Well then. It sounds a lot like Schwartz would welcome more players being added to his side of the ball. This offseason, of course, the Eagles allocated more resources to their offense than their defense:
|Notable offensive additions||Notable defensive additions|
|DeSean Jackson (trade, plus a new contract)||Malik Jackson (FA)|
|Jordan Howard (trade)||Zach Brown (low cost FA)|
|Andre Dillard (1st round draft pick)||Vinny Curry (low cost FA)|
|Miles Sanders (2nd round draft pick)||L.J. Fort (low cost FA)|
|J.J. Arcega-Whiteside (2nd round draft pick)||Andrew Sendejo (low cost FA)|
|Clayton Thorson (5th round draft pick)||Shareef Miller (4th round draft pick)|
So let's take a look at each defensive positional group and determine where additions could be made:
Michael Bennett and Chris Long are both gone. Well, Long is probably gone, anyway. Replacing their roles in the Eagles' defense will be Vinny Curry and one of a few unproven guys, like Josh Sweat, Shareef Miller, Daeshon Hall, etc. If there's a position where the Eagles could trade for a veteran player, a good bet would be defensive end. A couple players I believe make sense:
• Jadeveon Clowney, Texans: The cost to acquire Clowney would probably include (a) at least a first-round pick, and (b) something in the neighborhood of a $20 million per year new deal. This would be a move of the, "Eff it, let's go all in on the Super Bowl this year" variety. Obviously, in this scenario, Clowney would not be a third DE. He would start (duh), which would relegate either Brandon Graham or Derek Barnett to more of a situational role. To be clear, this is a long shot.

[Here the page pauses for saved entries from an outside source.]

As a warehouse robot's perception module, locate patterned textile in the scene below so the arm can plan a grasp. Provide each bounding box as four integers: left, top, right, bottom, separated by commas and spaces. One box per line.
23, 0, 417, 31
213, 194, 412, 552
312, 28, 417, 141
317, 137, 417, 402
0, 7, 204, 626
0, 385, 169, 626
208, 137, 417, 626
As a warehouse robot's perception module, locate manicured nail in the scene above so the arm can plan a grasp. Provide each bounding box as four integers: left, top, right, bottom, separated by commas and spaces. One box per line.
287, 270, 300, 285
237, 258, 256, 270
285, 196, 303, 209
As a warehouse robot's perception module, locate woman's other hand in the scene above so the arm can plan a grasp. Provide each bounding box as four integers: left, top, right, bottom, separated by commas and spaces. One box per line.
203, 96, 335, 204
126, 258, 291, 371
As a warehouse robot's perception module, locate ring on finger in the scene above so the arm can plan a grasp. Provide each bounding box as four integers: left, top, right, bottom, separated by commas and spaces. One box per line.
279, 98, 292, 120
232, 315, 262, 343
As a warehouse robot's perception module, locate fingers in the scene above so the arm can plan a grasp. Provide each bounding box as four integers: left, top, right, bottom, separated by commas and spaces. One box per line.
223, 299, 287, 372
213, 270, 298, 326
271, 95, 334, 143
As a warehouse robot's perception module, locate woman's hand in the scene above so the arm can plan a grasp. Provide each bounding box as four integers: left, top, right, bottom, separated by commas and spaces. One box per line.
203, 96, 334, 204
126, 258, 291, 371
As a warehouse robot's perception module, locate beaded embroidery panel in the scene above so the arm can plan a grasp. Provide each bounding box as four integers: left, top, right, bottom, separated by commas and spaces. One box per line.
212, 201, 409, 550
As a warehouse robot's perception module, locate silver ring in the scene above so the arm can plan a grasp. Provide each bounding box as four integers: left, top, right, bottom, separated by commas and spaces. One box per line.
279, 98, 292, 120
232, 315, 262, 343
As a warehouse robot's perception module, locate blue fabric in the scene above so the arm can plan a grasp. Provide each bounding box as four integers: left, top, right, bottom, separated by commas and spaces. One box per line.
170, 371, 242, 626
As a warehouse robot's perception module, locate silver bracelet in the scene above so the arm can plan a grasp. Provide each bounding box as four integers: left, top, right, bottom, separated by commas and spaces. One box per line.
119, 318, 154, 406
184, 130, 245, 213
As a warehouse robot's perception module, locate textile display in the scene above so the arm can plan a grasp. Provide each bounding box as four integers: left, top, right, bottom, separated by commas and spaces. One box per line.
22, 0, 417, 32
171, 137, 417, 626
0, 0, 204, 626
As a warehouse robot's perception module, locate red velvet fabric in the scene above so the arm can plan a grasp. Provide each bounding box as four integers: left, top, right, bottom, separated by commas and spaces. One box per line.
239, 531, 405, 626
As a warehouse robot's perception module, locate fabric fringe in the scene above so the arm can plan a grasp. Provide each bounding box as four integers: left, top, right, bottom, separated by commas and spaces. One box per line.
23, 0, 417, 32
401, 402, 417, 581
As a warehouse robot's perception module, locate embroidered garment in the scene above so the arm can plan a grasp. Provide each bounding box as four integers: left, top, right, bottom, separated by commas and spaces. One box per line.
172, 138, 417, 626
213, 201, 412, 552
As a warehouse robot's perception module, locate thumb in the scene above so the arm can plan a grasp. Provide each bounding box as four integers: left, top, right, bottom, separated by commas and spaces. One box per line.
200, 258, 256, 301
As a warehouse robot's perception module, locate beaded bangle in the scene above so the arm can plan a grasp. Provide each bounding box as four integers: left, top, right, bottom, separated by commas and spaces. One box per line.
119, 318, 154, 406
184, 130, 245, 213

• Arik Armstead, 49ers: Armstead is a former first-round pick who has had a disappointing start to his career. Still, he's a very good run defender and has untapped upside as a pass rusher. The Niners drafted Nick Bosa with the second overall pick and traded for Dee Ford. That makes Armstead a $9 million role player. Of course, he'd be sort of the same thing in Philly, but the Eagles might put more value on Armstead's inside-outside versatility, and it likely wouldn't cost much in terms of draft pick (or player) compensation in a trade.
The Eagles have Fletcher Cox, Malik Jackson, Timmy Jernigan, and Treyvon Hester. They're good to go at DT.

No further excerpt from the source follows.